This project implements a CNN-based OCR pipeline for the SVHN (Street View House Numbers) dataset and studies how data augmentation, architectural regularization (BatchNorm and Dropout), and training strategies such as learning rate scheduling affect performance.
- Task: Single-digit classification (0 - 9)
- Dataset: SVHN Cropped Digits (32×32 RGB)
- Framework: PyTorch
- Model: Simple CNN (Conv -> ReLU -> Pool x 3 + FC classifier)
- SVHN images are loaded from .mat files and converted to tensors (normalized such that RGB is [0, 1]).
- The training set is split into train and validation subsets.
- Dataset-specific mean and standard deviation are computed and used for normalization.
- Data augmentation is applied only to the training split (validation and test remain unaugmented).
- A CNN extracts visual features, followed by a fully connected classifier for digit prediction.
- The model is trained using cross-entropy loss, Adam optimizer, and a cosine learning rate schedule.
- Validation performance is monitored to select the best checkpoint.
- Final evaluation is performed on the test set (separate from validation and training sets).
To improve model performance and understand what helps generalization, several simple changes were added on top of the baseline CNN:
- Data augmentation was added during training to introduce small variations (such as rotation and brightness changes) and make the model more robust.
- Dataset-specific normalization was applied by computing the mean and standard deviation from the SVHN training data instead of using baseline values.
- BatchNorm is applied after convolution to stabilize learned features by normalizing each feature map using batch statistics (mean and variance).
- Dropout is applied after pooling to regularize higher-level features by randomly zeroing out entire feature maps during training.
- Weight decay was used in the optimizer to discourage overly large weights.
- A cosine learning rate schedule was applied to gradually reduce the learning rate during training.
The baseline model was trained using raw SVHN images with only basic normalization and no additional regularization techniques.

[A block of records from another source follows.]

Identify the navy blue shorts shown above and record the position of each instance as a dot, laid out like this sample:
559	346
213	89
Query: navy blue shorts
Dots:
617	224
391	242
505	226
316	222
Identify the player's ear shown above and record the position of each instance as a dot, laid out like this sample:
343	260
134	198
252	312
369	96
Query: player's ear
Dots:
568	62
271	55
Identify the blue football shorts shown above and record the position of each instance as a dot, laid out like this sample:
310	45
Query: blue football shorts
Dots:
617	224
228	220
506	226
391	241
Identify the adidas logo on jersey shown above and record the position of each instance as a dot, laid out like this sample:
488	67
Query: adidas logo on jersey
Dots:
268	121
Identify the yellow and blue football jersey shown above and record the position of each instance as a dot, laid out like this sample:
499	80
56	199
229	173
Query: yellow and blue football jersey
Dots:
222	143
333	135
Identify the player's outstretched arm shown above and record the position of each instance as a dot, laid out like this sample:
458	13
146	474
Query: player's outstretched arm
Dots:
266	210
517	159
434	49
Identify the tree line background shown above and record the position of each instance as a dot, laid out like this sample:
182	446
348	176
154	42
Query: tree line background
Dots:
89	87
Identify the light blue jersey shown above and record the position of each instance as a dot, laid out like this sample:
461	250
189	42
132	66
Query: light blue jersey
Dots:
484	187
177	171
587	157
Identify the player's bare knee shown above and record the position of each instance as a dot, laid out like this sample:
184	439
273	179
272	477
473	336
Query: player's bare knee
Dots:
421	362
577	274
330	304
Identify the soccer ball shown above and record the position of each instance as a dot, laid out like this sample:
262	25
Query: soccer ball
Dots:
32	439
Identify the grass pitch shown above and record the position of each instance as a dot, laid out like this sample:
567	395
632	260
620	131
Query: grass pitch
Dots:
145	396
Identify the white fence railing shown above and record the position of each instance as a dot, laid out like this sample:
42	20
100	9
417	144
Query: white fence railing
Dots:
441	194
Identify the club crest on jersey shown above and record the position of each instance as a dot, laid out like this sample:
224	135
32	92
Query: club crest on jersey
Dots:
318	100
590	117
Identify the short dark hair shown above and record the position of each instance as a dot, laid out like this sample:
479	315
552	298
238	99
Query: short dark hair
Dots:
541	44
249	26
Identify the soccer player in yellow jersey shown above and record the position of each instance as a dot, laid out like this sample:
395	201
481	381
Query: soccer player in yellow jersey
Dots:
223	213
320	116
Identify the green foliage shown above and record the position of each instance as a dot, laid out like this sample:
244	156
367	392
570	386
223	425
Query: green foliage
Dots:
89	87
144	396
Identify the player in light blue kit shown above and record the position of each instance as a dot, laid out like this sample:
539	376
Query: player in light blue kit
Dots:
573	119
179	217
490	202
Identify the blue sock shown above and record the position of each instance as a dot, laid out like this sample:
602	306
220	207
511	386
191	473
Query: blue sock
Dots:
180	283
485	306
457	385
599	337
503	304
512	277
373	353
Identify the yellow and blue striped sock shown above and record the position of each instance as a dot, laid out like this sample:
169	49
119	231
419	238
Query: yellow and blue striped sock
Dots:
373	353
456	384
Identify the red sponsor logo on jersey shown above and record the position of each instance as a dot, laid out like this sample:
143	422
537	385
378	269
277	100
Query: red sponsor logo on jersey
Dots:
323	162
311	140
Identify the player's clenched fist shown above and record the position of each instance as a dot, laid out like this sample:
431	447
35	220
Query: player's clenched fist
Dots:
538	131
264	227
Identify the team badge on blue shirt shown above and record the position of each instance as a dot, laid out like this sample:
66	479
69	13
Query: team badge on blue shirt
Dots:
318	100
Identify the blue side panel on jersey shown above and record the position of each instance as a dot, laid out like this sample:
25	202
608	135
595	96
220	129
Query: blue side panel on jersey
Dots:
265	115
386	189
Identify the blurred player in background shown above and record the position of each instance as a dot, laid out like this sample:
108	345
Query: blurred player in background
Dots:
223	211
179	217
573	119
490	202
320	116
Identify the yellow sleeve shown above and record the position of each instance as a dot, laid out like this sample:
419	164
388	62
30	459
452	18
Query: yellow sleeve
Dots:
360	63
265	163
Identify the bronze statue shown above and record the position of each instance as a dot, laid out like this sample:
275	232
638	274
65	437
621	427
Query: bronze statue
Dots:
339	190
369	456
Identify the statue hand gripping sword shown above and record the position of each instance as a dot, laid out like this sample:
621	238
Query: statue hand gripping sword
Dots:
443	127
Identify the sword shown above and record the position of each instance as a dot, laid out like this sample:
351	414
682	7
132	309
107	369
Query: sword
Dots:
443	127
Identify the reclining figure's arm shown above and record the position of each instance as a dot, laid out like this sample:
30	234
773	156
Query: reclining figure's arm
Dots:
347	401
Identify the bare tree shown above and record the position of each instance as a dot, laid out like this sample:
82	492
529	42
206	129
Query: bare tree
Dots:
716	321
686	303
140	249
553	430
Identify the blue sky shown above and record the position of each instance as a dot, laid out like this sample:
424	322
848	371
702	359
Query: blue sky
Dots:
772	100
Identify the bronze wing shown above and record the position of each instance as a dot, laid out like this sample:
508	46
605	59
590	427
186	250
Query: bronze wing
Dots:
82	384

- Best validation accuracy: ~90.3%
- Test accuracy: 89.5%
Training and validation loss decreased steadily across epochs (5), and the gap between training and validation accuracy was small throughout. This indicates that the baseline model generalized well and did not significantly overfit. For SVHN, which contains relatively clean and well-centered digits, this simple setup already performed strongly.
In the second experiment, mild data augmentation (small rotations and brightness jitter) was applied during training.
- Best validation accuracy: ~91.9%
- Test accuracy: 87.5%
While validation accuracy improved compared to the baseline, test accuracy dropped. This suggests that the augmented training data introduced variations that did not fully match the distribution of the SVHN test set. As a result, the model became better at handling augmented samples but slightly worse at generalizing to the true test data.
This highlights that data augmentation must be carefully tuned and is not always beneficial.
In the final setup, all improvements were combined:
- Dataset-specific normalization
- Batch Normalization and Dropout
- Weight decay and cosine learning rate scheduling
- Data augmentation
- Best validation accuracy: ~93.1%
- Test accuracy: 81.9%
Although validation performance improved significantly, test performance dropped further. This indicates that the combined regularization and augmentation made the model fit the training and validation data better, but also increased the mismatch with the test distribution. The model likely became too adapted to the augmented and normalized training setup.
- The baseline model generalized best to the SVHN test set.
- Data augmentation improved validation accuracy but reduced test accuracy when it did not align with the test distribution.
- Additional regularization techniques improved training stability and validation performance but did not guarantee better test performance.
- Validation accuracy alone is not sufficient to judge real generalization.
Overall, these experiments show that while advanced techniques can improve training behavior, simpler models may generalize better when the dataset is already clean and well-structured, as in the case of SVHN.
There are several ways this project could be improved in the future:
- Stronger architectures: Instead of a simple CNN, more advanced architectures such as ResNet could be used. Residual connections help train deeper networks and may improve accuracy without significantly increasing training difficulty.
- Refine data augmentation: Use augmentations that better match the SVHN test data, such as focusing more on lighting changes and less on geometric transformations.
- Train for longer: Running training for more epochs may allow the model to benefit more from regularization techniques.
- Try different optimizers: Using SGD with momentum or adding label smoothing could improve generalization.
- Analyze errors: Looking at misclassified images could help identify common failure cases and guide improvements.